Jetpack Compose は Android 向けの最新の宣言型 UI ツールキットです。Compose では、フロントエンド ビューを強制的に変更することなくアプリの UI をレンダリングできる宣言型 API を提供することで、アプリの UI の記述とメンテナンスが簡単になります。この用語については説明が必要ですが、この影響はアプリの設計にとって重要です。

宣言型プログラミング パラダイム

これまで、Android のビュー階層は UI ウィジェットのツリーとして表現されていました。ユーザー操作などによってアプリの状態が変わると、現在のデータを表示するために UI 階層を更新する必要があります。UI を更新する方法としては、findViewById() などの関数を使用してツリーをたどってから、button.setText(String)container.addChild(View)img.setImageBitmap(Bitmap) などのメソッドを呼び出してノードを変更する方法が最も一般的です。こうしたメソッドは、ウィジェットの内部状態を変更します。

ビューを手動で操作すると、エラーが発生しやすくなります。データの一部が複数の場所でレンダリングされている場合、それを示すビューのうちいずれかの更新を忘れがちです。また、2 つの更新が予期せず競合すると、不正な状態が作成されやすくなります。たとえば、UI から削除されたばかりのノードの値を設定しようとすることがあります。一般に、更新を必要とするビューの数が多いほど、ソフトウェアのメンテナンスの複雑さは増します。

ここ数年、業界全体が宣言型 UI モデルに移行し始め、ユーザー インターフェースの構築や更新に関連するエンジニアリングは大幅に簡素化されています。この手法は、概念的に画面全体をゼロから再生成し、必要な変更のみを適用することで機能します。このアプローチでは、ステートフルなビュー階層を手動で更新する複雑さを回避できます。Compose は宣言型 UI フレームワークです。
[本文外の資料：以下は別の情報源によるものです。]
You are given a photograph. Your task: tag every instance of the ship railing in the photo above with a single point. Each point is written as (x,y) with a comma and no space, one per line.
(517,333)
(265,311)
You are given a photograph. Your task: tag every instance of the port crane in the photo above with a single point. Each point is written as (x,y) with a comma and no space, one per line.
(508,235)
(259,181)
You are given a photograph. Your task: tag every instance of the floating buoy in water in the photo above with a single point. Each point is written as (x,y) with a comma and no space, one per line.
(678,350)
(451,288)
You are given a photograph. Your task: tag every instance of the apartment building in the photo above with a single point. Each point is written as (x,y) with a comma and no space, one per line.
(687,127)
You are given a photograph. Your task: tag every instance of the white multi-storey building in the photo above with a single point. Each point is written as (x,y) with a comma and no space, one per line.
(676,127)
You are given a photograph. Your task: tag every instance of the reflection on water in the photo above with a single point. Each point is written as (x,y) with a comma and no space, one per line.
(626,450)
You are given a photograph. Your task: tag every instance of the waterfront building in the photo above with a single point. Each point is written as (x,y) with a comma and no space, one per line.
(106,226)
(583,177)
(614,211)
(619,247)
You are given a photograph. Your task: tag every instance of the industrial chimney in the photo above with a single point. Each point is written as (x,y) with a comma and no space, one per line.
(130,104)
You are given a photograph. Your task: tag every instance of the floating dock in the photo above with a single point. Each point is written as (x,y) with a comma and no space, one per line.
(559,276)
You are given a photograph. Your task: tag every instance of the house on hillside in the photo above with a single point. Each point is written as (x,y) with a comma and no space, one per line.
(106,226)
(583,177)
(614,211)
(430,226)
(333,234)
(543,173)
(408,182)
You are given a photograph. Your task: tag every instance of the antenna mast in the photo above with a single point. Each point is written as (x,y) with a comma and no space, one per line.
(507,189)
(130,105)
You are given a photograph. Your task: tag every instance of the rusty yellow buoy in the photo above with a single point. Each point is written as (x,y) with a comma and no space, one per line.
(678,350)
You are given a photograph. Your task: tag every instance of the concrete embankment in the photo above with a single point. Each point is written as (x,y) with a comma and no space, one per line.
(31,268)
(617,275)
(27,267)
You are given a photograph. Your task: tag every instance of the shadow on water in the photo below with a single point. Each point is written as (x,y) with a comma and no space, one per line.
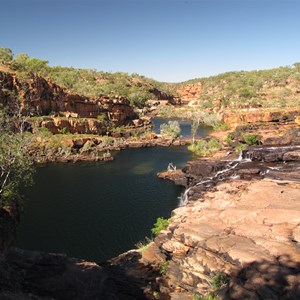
(96,211)
(185,126)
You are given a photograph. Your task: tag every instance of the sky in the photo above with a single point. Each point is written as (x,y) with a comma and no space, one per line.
(167,40)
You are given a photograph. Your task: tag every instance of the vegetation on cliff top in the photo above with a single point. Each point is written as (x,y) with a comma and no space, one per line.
(89,82)
(15,159)
(278,87)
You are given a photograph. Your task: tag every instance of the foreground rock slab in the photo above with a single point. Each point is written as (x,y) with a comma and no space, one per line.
(248,229)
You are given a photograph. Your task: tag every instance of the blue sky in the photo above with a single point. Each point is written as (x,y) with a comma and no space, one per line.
(168,40)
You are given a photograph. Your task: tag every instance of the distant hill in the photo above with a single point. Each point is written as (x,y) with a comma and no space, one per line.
(274,88)
(87,82)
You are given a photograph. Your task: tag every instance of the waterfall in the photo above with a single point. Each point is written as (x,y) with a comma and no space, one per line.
(184,198)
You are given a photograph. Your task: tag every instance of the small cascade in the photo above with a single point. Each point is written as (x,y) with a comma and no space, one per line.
(219,176)
(262,157)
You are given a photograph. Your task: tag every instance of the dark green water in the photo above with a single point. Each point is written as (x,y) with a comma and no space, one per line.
(96,211)
(185,126)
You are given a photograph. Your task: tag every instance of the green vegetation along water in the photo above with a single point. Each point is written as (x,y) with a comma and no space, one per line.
(96,211)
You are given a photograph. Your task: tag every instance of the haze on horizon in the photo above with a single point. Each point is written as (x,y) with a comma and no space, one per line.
(168,40)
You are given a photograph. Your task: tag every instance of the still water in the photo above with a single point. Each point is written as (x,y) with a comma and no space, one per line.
(95,210)
(98,210)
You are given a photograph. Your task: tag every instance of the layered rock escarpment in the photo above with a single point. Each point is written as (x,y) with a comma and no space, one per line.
(188,93)
(46,97)
(247,227)
(233,119)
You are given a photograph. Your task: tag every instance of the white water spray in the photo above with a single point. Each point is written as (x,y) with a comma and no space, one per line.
(184,199)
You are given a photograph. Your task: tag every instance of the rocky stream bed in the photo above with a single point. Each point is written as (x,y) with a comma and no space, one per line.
(240,216)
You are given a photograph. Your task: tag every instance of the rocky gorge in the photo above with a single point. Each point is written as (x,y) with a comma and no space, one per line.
(239,224)
(235,236)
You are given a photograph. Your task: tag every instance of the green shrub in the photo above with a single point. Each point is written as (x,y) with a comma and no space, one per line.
(251,139)
(228,139)
(240,147)
(63,130)
(44,132)
(209,296)
(143,245)
(102,117)
(161,224)
(204,148)
(163,268)
(218,280)
(171,129)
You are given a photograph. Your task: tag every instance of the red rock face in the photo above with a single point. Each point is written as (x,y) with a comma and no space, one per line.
(47,97)
(255,116)
(189,92)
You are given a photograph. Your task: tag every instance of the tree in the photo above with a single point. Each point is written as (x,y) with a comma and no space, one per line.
(23,62)
(172,128)
(6,55)
(16,163)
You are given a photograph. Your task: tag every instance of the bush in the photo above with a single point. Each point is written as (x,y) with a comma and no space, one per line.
(209,296)
(204,148)
(164,267)
(143,245)
(172,129)
(63,130)
(219,279)
(240,147)
(161,224)
(228,139)
(251,139)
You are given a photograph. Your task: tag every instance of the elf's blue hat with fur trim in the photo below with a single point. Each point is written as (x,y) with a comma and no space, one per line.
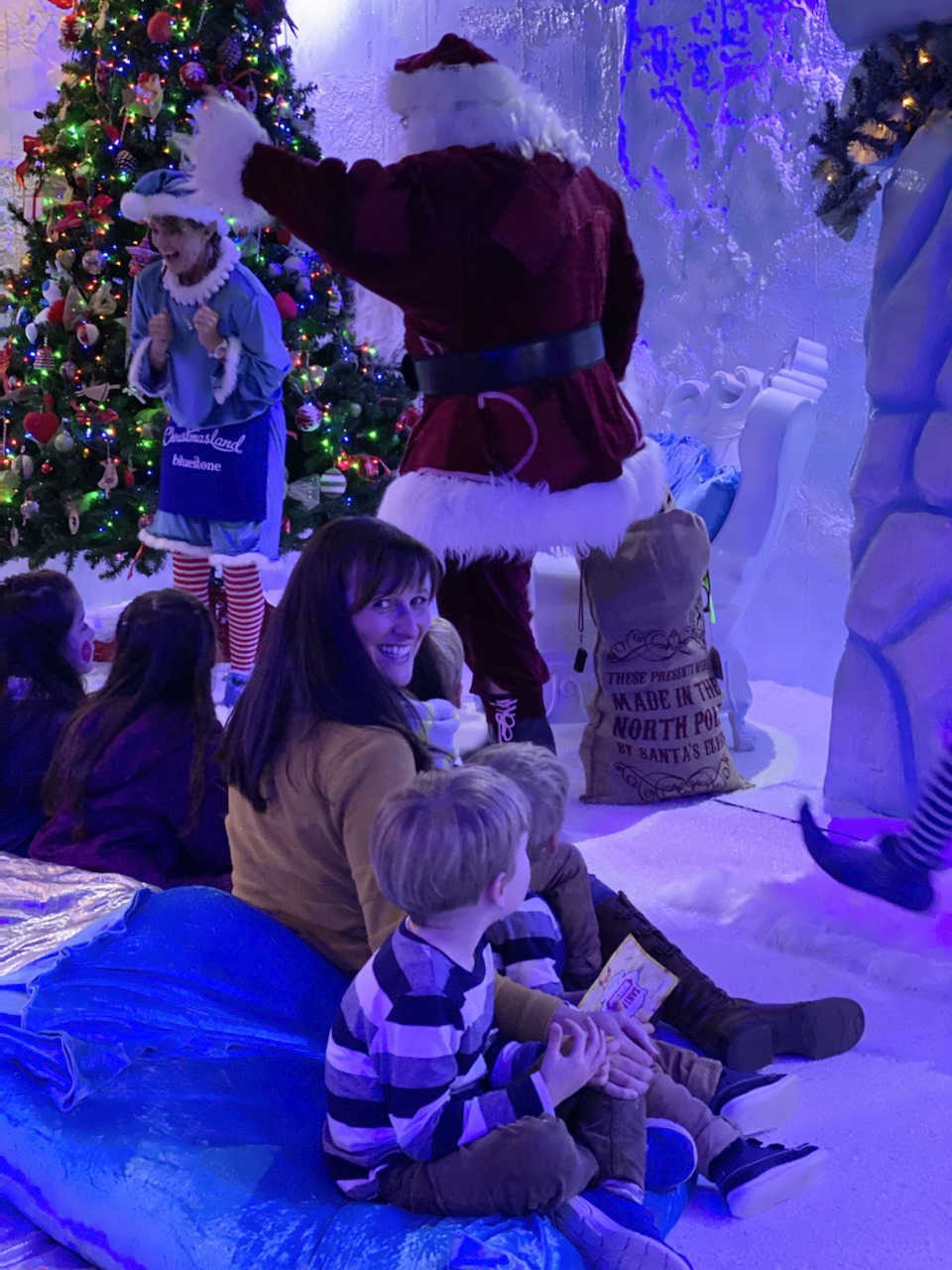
(166,191)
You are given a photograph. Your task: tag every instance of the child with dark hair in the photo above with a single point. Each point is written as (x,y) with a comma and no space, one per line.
(206,338)
(428,1107)
(46,645)
(135,786)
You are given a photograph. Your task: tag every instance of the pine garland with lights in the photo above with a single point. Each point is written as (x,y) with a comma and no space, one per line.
(893,91)
(79,454)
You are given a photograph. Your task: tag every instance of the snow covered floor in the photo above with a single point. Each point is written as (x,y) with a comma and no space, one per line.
(729,880)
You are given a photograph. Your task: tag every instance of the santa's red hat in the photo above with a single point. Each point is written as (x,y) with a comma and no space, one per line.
(456,72)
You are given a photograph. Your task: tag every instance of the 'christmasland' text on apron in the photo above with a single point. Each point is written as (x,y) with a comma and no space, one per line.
(216,472)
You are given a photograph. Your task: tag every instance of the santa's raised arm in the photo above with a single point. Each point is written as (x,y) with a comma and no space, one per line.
(521,294)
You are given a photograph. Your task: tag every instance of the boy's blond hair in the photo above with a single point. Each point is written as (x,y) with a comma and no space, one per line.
(542,780)
(436,843)
(438,670)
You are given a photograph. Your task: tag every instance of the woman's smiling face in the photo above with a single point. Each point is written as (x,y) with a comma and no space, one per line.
(391,629)
(182,245)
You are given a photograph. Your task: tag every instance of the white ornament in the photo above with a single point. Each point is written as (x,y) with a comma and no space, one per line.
(333,484)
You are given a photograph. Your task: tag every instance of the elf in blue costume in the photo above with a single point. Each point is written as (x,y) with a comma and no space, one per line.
(206,338)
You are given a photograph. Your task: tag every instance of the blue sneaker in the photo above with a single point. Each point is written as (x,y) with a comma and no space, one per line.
(754,1102)
(234,688)
(615,1233)
(670,1156)
(752,1176)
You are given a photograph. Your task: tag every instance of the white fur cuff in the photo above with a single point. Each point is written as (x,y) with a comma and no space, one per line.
(229,380)
(217,151)
(135,373)
(472,520)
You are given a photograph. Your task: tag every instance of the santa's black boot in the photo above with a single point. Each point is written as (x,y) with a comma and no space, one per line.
(504,725)
(742,1034)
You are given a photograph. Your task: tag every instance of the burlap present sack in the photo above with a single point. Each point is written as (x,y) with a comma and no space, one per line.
(654,728)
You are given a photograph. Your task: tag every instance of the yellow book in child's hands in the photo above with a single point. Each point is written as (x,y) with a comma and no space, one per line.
(630,980)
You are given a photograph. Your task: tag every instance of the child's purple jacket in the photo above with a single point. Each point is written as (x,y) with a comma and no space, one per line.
(137,808)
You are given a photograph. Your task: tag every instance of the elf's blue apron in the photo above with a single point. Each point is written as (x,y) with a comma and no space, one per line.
(216,472)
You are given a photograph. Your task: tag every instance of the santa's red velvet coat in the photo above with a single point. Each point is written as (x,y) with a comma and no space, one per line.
(484,249)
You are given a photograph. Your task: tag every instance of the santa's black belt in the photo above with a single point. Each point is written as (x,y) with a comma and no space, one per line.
(493,368)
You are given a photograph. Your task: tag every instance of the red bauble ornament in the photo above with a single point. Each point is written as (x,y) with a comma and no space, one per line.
(287,305)
(159,28)
(44,425)
(71,30)
(193,75)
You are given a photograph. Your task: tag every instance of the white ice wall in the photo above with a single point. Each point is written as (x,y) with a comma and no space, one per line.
(716,100)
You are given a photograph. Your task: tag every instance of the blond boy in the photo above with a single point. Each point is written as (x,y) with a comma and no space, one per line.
(428,1107)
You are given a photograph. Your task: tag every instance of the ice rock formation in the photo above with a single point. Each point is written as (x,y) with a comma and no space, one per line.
(893,685)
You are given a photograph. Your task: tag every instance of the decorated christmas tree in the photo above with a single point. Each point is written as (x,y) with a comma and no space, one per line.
(79,462)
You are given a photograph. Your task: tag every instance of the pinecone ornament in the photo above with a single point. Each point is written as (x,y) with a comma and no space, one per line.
(229,54)
(126,164)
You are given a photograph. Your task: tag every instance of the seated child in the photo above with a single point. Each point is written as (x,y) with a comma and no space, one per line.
(135,785)
(743,1034)
(435,690)
(428,1107)
(46,647)
(717,1106)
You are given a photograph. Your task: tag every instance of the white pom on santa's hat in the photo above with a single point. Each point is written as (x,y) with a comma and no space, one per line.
(452,73)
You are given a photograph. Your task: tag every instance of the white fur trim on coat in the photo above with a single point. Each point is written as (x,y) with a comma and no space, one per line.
(199,553)
(191,549)
(135,372)
(229,380)
(217,151)
(504,518)
(480,105)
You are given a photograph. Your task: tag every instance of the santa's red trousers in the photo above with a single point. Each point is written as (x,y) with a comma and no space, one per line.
(489,604)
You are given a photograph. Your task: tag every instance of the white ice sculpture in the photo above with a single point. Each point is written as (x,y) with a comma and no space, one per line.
(763,423)
(893,685)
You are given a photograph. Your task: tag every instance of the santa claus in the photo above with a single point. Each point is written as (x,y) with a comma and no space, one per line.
(521,293)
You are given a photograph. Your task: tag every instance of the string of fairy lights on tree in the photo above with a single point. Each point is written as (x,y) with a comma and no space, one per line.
(892,91)
(80,452)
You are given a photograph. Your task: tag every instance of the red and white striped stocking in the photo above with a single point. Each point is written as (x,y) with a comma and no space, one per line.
(190,574)
(243,590)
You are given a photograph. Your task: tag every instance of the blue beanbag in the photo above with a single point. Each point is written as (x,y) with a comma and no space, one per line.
(696,484)
(162,1107)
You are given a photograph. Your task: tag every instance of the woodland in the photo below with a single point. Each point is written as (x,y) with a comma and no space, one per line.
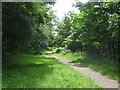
(89,38)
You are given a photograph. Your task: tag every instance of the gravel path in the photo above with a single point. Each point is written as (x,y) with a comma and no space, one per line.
(97,77)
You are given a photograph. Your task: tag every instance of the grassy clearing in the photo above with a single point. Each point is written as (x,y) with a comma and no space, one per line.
(105,67)
(41,71)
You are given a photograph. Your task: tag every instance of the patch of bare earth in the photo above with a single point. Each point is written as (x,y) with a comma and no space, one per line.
(97,77)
画面全体を再生成する際の課題は、時間、コンピューティング能力、電池使用量という点で、コストが高くなる可能性があることです。このコストを軽減するために、Compose は常に、UI のうち再描画する必要がある部分をインテリジェントに選択します。これは、再コンポーズで説明するように、UI コンポーネントの設計方法に影響する可能性があります。

シンプルでコンポーズ可能な関数

Compose を使用すると、データを取り込み UI 要素を出力するコンポーズ可能な関数のセットを定義することで、ユーザー インターフェースを作成できます。簡単な例としては、Greeting ウィジェットがあります。これは String を受け取り、挨拶メッセージを表示する Text ウィジェットを出力します。

テキスト「Hello World」を表示するスマートフォンのスクリーンショットと、その UI を生成するシンプルでコンポーズ可能な関数のコード

図 1. データを渡し、それを使用して画面にテキスト ウィジェットをレンダリングする、シンプルでコンポーズ可能な関数。

この関数で注目すべき点は次のとおりです。

  • この関数には @Composable アノテーションが付けられています。コンポーズ可能な関数はすべて、このアノテーションが必要です。このアノテーションは、この関数がデータを UI に変換するためのものであることを Compose コンパイラに伝えます。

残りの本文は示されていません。